If you are lonely now, getting ordained will not change that feeling and may make it worse. I would suggest trying to figure out why you are feeling lonely. Companionship to overcome loneliness may not work for too long still leaving you lonely.

Again, perhaps this feeling isn’t true loneliness but another part of discernment telling you perhaps you are called for the married life.

I wish you the best of luck in your discernment.

ChadS

Most communities today look for individuals who can maintain strong relationships. Your OP gives the impression that you are young, too young to enter most communities. Concentrate on developing platonic relationships. If you do decide to date, be honest about your discernment.
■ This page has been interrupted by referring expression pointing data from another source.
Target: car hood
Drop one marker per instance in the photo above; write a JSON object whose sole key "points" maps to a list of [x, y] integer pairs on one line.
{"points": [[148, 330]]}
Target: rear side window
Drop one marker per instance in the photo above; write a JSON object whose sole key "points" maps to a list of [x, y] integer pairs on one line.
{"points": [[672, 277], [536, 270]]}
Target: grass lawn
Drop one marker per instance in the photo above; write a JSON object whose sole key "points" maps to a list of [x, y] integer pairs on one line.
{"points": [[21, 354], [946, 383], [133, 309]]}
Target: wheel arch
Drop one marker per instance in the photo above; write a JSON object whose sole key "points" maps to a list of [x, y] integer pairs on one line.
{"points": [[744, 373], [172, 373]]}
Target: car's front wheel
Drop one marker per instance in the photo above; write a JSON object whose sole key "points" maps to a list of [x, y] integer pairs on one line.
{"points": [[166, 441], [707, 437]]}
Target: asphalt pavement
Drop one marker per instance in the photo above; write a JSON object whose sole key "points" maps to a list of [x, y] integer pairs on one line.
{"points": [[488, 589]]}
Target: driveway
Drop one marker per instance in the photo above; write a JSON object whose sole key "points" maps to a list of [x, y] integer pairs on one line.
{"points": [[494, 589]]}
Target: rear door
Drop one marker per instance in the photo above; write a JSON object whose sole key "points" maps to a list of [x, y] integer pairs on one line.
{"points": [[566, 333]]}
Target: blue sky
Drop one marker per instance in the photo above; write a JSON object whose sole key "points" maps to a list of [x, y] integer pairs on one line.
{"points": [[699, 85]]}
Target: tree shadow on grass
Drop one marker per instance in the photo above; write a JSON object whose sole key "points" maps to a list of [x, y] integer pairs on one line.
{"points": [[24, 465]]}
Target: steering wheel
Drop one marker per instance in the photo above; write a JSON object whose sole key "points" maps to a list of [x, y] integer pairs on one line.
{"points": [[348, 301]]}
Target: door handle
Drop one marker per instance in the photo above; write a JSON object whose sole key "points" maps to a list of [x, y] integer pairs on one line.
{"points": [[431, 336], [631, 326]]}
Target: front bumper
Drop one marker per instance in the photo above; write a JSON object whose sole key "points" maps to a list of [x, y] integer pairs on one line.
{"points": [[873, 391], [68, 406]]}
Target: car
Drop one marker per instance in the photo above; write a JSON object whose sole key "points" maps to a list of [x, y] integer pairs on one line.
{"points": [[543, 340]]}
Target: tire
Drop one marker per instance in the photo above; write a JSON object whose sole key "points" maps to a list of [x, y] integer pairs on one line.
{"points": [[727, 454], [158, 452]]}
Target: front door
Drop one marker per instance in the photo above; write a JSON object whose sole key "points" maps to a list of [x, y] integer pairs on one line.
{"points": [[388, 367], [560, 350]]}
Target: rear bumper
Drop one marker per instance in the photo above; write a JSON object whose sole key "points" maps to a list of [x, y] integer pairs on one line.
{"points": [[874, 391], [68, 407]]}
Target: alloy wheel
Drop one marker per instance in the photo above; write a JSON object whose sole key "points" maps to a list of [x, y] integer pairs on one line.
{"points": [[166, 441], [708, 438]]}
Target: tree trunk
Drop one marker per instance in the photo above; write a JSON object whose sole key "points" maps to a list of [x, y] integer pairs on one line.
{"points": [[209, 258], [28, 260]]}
[quote="tuscany, post:4, topic:240906"]
The second was this; I think having women friends right now would be good, and it may help you decide if being a priest is what you really want. You kind of gave yourself away when you mentioned that the lady you passed "was attractive". What is it you are really looking for ? A girl as a friend (in which case it wouldn't matter how she looked), or for someone you are physically attracted to ? If you are going to be a priest, why would you be looking for someone who you are physically attracted to ?

[/quote]

I am sorry; I mistyped that particular sentence. I meant, "I am not talking about trying to to strike up a conservation with an attractive lady whom I see on the street (unfortunately, you often never see those women twice) and then asking for her telephone-number, but someone with whom I have some sort of acquaintance (like a classmate)."

I will admit, though, that as a man, the first thing that I concentrate on over any woman is her physical appearance. And if I do not know much yet of her personality or activities, I will at first be concerned upon how she looks before I get to know her better (or rather, if she is pretty, that will likely be what draws me to her), even if I am not interested in romance.

Remember, priests are not alien creatures bereft of sexual impulse and awareness. Rather, they are men of discipline. Having feelings of attraction towards the opposite sex is not an obvious sign that someone is unsuited for the priesthood or a religious vocation. Part of discernment has to involve figuring out whether or not you cope well with denying natural inclinations towards finding a mate and raising a family.

Of course, there is a spiritual dimension as well as an emotional one. Many men have a God-given calling to marriage rather than the priesthood. The difficulty in telling the difference between biological imperatives and spiritual vocations is one of the challenges of discernment. It is a matter of sacrifice and discipline.

It isn't like all our unmarried clergy and religious woke up one day and said, "You know, I really don't feel any inclination to find a mate and a raise a family. It'll be really easy to live a celibate life in God's service. Sign me up!" They offer up those parts of their being every day to the Lord.